El colapso de las Torres Gemelas liberó una nube gigantesca de materiales peligrosos sobre el bajo Manhattan. Durante meses, miles de bomberos, policías, rescatistas, personal de limpieza y residentes estuvieron expuestos cotidianamente a sustancias cancerígenas sin la protección adecuada, confiando en las recomendaciones oficiales de salud.

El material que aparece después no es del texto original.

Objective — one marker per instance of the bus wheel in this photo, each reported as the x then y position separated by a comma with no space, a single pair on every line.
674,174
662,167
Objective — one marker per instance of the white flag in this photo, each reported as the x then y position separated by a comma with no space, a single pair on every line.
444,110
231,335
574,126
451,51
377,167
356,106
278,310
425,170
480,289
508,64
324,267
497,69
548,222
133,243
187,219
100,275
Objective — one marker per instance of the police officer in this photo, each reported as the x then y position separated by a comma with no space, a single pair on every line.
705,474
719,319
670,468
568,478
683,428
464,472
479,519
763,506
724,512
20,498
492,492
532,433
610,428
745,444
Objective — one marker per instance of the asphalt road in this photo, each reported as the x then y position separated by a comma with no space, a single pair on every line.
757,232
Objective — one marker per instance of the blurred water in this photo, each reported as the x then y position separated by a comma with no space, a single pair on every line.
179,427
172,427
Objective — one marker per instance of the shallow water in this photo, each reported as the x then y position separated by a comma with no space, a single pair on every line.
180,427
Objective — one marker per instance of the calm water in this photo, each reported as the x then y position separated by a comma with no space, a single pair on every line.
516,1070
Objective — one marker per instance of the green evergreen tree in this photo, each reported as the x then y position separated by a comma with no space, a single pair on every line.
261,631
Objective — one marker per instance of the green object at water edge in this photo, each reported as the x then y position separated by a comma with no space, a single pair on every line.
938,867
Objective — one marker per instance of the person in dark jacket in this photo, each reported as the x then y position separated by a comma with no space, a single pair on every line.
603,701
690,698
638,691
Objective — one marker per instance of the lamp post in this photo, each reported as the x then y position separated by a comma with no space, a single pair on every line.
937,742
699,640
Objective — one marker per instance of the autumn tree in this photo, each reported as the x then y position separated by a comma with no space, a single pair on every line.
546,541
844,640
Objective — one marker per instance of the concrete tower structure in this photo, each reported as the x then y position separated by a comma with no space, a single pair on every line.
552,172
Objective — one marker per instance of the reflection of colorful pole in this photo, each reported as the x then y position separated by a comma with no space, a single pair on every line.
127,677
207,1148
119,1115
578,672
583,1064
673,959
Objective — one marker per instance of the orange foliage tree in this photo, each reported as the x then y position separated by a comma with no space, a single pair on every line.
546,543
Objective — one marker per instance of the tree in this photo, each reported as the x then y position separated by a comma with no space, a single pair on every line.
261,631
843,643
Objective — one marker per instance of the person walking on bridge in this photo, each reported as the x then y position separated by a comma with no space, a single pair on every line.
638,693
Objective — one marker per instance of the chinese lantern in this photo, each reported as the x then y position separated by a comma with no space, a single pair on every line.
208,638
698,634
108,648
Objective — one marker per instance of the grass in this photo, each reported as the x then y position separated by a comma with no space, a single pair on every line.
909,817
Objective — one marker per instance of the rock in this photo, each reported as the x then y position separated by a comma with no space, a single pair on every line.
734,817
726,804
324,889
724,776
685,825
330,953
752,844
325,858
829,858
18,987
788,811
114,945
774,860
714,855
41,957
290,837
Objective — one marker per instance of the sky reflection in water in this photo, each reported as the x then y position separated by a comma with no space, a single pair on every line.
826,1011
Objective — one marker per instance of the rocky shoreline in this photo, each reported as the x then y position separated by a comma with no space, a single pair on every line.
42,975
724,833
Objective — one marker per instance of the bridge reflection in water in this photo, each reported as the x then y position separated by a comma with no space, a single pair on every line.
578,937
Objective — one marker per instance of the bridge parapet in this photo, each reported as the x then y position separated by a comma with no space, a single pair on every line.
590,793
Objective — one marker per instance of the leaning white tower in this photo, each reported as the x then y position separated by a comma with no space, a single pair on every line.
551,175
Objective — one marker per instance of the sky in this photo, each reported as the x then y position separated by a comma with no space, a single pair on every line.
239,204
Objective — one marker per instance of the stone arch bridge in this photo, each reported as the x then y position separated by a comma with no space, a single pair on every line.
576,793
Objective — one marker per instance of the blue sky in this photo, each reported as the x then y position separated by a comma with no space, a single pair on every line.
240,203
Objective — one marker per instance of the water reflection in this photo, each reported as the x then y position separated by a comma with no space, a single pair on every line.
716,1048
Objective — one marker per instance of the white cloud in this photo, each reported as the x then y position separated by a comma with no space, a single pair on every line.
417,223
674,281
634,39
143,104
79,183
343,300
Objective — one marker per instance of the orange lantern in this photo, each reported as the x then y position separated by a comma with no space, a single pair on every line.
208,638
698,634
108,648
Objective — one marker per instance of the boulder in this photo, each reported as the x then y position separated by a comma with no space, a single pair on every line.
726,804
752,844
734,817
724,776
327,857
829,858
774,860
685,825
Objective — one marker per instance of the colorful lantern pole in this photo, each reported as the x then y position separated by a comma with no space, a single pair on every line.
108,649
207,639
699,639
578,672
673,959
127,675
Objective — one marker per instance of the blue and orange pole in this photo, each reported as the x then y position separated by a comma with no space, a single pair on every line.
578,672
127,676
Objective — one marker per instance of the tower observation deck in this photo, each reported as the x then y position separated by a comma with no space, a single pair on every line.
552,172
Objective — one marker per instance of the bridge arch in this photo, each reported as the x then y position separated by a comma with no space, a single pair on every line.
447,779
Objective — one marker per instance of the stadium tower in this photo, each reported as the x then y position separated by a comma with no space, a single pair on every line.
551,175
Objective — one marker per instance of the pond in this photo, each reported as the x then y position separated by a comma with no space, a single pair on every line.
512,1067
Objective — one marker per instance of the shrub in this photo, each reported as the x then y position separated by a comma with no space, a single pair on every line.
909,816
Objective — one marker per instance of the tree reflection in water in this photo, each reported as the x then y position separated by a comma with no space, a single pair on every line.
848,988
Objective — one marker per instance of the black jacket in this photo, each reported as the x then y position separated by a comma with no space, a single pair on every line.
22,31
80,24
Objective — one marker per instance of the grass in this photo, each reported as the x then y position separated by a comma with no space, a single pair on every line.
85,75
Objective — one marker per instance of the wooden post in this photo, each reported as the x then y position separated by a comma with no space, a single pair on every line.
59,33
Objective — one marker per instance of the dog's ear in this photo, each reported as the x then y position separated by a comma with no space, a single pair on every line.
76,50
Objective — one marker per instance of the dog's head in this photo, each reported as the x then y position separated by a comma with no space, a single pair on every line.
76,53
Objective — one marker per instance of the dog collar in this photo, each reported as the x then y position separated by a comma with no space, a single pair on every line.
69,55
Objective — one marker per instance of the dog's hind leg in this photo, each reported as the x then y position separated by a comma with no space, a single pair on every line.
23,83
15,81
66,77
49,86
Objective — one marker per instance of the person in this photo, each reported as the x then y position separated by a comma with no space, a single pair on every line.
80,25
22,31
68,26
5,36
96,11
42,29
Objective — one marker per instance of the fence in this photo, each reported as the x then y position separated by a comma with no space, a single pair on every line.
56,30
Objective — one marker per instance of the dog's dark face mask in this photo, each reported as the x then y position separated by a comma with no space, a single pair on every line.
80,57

Como consecuencia, 2.977 personas murieron a causa de enfermedades respiratorias y distintos cánceres por inhalar aire contaminado con asbesto, plomo y mercurio
Entre los puntos clave expuestos por los nuevos archivos desclasificados destacan:
- Conocimiento temprano: Las autoridades locales conocían la peligrosidad del polvo ambiental desde los primeros días posteriores al ataque.
- Límite de responsabilidad: Se tomaron medidas administrativas para acotar la responsabilidad legal del municipio ante futuras demandas de los damnificados.
- Publicación sin censura: Esta entrega inicial de documentos irá acompañada de publicaciones mensuales en un portal web accesible para todo el público.
La divulgación completa marca un punto de inflexión para miles de personas afectadas por secuelas crónicas de salud, reabriendo el debate sobre la rendición de cuentas de los dirigentes que gestionaron la catástrofe en 2001.